Aunque algunos insistan con la cantinela de los políticos que se atornillan a sus cargos, del son siempre los mismos, una mirada rápida a los principales dirigentes demuestra la liviandad del comentario: antes del 2001, Kirchner era un ignoto gobernador patagónico, Carrió una diputada radical en ascenso, Macri el presidente de Boca, Cobos el decano de la Universidad Tecnológica de Mendoza y Scioli el secretario de Turismo. La crisis del 2001, que no está tan lejos, produjo cambios sustanciales que casi nunca se reconocen, tal vez porque los nuevos líderes no surgieron del espontaneismo asambleario ni de la cruzada piqueteril sino del sistema político (aunque en general de sus márgenes).
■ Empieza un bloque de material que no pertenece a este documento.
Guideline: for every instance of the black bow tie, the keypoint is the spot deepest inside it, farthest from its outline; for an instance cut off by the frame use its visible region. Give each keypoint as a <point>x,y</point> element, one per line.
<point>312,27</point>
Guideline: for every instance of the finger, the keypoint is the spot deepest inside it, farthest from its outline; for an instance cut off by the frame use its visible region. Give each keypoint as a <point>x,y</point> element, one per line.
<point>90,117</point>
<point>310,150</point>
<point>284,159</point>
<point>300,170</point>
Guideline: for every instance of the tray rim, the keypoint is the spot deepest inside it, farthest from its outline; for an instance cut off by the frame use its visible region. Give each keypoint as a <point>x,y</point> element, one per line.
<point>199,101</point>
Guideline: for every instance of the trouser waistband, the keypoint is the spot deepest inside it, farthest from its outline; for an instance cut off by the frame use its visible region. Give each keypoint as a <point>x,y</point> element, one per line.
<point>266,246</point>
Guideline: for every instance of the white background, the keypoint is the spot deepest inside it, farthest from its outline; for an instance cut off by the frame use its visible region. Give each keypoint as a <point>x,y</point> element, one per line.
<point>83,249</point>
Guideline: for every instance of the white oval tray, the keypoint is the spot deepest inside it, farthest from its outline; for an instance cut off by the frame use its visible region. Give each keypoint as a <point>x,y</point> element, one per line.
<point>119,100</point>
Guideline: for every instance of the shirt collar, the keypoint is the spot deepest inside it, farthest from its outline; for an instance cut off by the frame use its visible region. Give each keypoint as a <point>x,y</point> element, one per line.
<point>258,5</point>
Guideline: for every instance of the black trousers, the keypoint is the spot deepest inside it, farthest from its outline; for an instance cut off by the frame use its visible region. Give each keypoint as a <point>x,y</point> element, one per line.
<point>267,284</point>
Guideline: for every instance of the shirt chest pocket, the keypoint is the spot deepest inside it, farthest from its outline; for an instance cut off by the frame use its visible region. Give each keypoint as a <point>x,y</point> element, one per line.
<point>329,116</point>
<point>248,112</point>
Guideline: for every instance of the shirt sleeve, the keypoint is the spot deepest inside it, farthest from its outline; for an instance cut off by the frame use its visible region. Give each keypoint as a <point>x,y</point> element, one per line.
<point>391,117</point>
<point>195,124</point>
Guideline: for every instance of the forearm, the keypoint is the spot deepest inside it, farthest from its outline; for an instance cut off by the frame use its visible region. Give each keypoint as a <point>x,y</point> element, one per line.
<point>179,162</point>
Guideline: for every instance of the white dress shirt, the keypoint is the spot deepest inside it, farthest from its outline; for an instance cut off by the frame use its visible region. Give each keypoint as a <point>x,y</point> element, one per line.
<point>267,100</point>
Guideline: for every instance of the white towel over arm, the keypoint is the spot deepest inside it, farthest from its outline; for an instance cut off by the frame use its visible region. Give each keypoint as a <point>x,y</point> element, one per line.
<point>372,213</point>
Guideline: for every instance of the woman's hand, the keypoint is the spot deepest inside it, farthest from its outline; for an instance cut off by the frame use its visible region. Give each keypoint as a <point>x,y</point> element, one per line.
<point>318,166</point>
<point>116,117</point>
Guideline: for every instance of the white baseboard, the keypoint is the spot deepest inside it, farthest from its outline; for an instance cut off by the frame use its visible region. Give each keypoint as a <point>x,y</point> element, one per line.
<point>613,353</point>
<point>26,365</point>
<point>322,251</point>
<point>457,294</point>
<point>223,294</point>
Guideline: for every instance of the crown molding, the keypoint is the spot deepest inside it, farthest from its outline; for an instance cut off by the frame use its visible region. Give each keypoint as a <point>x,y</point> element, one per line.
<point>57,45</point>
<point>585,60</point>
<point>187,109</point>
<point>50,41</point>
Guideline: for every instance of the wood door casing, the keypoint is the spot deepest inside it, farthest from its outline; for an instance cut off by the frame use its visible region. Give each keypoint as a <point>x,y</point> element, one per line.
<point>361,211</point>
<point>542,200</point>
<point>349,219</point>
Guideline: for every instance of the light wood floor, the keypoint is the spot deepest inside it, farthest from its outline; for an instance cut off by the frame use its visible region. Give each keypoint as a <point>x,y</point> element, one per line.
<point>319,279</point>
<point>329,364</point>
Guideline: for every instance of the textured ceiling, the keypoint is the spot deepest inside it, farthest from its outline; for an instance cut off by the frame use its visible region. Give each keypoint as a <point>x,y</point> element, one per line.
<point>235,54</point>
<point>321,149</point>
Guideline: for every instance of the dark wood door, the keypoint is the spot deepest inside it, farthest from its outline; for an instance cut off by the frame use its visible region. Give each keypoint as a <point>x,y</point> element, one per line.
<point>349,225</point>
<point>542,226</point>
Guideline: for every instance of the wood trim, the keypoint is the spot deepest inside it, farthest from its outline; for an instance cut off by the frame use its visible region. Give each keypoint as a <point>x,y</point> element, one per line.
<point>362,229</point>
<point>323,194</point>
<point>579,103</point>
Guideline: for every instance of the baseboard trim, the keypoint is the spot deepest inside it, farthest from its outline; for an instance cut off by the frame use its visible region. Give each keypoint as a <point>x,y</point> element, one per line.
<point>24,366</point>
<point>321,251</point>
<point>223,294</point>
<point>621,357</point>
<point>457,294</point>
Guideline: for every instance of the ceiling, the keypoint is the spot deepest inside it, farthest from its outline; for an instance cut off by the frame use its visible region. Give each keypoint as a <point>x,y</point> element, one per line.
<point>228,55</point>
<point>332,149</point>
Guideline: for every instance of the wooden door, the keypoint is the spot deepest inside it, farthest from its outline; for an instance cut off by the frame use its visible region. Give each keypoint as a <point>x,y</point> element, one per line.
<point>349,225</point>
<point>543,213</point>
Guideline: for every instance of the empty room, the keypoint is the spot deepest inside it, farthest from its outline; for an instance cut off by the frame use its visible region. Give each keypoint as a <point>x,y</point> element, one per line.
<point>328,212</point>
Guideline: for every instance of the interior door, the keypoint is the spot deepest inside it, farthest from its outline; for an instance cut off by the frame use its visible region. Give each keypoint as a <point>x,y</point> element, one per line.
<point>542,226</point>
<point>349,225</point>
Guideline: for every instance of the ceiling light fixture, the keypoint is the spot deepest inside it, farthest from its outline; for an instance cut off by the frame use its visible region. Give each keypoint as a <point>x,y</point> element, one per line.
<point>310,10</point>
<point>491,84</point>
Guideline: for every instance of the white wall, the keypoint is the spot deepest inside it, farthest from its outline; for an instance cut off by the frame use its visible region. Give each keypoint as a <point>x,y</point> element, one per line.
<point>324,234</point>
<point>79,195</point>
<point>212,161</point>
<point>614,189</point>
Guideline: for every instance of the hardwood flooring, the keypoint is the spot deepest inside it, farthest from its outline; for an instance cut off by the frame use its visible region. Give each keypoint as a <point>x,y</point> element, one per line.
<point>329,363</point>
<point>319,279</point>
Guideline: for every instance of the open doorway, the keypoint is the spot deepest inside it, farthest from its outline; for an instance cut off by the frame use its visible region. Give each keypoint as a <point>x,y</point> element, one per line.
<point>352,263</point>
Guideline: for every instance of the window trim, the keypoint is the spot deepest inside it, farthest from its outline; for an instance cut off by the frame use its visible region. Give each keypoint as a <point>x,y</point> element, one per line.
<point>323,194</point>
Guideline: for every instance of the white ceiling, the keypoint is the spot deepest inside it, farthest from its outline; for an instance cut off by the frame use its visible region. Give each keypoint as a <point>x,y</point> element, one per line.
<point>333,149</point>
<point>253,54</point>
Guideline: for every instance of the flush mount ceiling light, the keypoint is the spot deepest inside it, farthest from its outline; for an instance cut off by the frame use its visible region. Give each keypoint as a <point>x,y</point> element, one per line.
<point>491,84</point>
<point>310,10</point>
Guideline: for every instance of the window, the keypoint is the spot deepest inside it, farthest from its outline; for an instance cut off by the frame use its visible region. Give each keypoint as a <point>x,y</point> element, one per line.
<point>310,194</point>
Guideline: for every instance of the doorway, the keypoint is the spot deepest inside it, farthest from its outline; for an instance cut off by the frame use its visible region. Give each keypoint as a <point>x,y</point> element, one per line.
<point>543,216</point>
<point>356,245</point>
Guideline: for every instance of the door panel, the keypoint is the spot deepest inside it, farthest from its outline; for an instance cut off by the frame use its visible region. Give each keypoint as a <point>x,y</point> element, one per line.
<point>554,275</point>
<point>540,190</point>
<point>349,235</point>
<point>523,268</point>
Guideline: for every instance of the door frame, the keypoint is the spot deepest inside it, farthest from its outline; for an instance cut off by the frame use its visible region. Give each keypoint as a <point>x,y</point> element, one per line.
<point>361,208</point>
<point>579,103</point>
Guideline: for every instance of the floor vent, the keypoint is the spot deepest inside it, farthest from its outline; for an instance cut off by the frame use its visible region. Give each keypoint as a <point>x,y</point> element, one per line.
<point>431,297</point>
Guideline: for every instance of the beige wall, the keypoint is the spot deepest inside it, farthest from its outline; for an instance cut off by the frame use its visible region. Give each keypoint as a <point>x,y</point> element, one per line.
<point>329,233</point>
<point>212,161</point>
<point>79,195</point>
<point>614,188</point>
En fin, no todo es tan negativo en la política argentina, aunque esto no debería leerse como una defensa corporativa sino como un intento por poner en cuestión algunos lugares demasiado comunes y reconocer los avances allí donde existen, además de contextualizar procesos noticiosamente escandalosos como las negociaciones por el cierre de las listas. Muchas veces son las tendencias estructurales las que explican los comportamientos de los dirigentes, sobre todo cuando todos parecen actuar de manera más o menos parecida.
Dicho esto, hay que reconocer también el lugar que juegan la voluntad, la inteligencia y la astucia, y agregar que sólo la miopía estratégica y las mezquindades personales explican algunos fenómenos, como el hecho de que el progresismo porteño pretenda enfrentar al macrismo dividido en ¡varias listas!